La ceppaia di un vecchio ceduo.

Il legno di castagno[4] è caratterizzato dalla formazione precoce del durame, perciò presenta un alburno sottile. Il durame è bruno, mentre l’alburno è grigio chiaro. Strutturalmente è un legno eteroxilo con porosità anulare e tende a sfaldarsi in corrispondenza degli anelli[9].

Fra i suoi pregi si citano la durevolezza e la resistenza all’umidità, perciò si presta per l’impiego come legno strutturale; la facilità di lavorazione lo rendono adatto ad essere impiegato per la realizzazione di vari manufatti. È inoltre un legno semiduro, adatto secondariamente anche per lavori di ebanisteria.

La precocità di formazione del durame rende inoltre possibile l’attuazione di turni di ceduazione relativamente brevi, naturalmente in funzione del tipo di assortimento mercantile richiesto. La densità è dell’ordine di 1 t/m³ nel legno fresco e di 0,58 t/m³ per quello stagionato.

Il legno lavorato presenta tonalità variabili dal giallo al rossastro, venature sottili e una spiccata nodosità.

Per le sue caratteristiche tecnologiche, il castagno è stato tradizionalmente usato per molteplici impieghi e la realizzazione di travi, pali, infissi, doghe per botti, cesti e mobili, oltre alla già citata estrazione del tannino. Attualmente la sua destinazione principale è l’industria del mobile.

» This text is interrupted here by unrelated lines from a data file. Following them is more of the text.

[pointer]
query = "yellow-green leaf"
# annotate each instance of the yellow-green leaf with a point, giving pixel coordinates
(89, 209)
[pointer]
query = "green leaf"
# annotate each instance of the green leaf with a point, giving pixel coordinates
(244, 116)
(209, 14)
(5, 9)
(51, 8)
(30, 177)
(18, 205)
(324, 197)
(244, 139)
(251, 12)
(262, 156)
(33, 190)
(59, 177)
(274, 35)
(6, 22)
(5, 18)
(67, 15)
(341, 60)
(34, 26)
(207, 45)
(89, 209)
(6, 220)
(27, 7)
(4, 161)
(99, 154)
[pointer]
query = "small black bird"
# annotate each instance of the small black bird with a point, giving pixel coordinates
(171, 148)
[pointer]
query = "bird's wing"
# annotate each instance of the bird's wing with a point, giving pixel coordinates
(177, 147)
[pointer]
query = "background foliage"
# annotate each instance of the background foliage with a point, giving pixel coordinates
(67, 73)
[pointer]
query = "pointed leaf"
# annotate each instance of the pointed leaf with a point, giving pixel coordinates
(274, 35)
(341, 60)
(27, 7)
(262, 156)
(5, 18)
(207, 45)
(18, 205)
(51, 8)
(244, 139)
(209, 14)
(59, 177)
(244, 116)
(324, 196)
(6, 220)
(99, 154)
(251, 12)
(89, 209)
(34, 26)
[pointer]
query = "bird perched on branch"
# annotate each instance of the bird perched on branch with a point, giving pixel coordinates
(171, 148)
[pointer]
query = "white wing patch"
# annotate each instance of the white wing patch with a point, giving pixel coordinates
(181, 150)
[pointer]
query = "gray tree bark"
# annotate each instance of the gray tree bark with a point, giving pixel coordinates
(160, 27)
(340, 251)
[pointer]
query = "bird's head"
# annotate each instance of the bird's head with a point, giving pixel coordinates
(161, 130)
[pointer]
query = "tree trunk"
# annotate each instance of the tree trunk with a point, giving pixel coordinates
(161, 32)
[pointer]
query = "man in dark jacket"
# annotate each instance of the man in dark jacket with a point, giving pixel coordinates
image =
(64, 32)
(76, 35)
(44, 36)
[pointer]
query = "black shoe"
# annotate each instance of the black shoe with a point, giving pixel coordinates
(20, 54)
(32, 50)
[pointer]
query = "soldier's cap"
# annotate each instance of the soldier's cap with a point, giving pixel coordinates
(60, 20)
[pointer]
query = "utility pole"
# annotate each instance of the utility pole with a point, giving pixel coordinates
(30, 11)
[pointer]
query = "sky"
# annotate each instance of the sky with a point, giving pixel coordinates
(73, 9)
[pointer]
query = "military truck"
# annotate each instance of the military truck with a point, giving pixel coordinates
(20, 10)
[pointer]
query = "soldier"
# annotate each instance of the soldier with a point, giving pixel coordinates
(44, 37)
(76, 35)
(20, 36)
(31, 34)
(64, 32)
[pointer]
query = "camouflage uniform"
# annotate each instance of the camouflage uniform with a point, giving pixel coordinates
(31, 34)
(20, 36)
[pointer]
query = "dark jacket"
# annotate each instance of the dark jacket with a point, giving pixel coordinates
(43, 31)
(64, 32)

L’apicoltura è un’attività accessoria che può appoggiarsi alla castanicoltura. Pur avendo impollinazione prevalentemente anemogama, i fiori maschili del castagno sono bottinati dalle api, che ne raccolgono il polline ed il nettare:[10] perciò questa pianta è considerata mellifera. Il miele di castagno[11] ha una colorazione variabile dall’ambra al bruno scuro, retrogusto amaro, resiste alla cristallizzazione per lungo tempo, è particolarmente ricco di fruttosio e polline. La sua produzione si localizza naturalmente nelle zone a maggiore vocazione per la castanicoltura e, principalmente, nella fascia submontana fra i 500 e i 1000 metri di altitudine, lungo l’arco alpino, in Emilia-Romagna, e sul versante tirrenico della fascia appenninica e nelle zone montane della Sicilia settentrionale.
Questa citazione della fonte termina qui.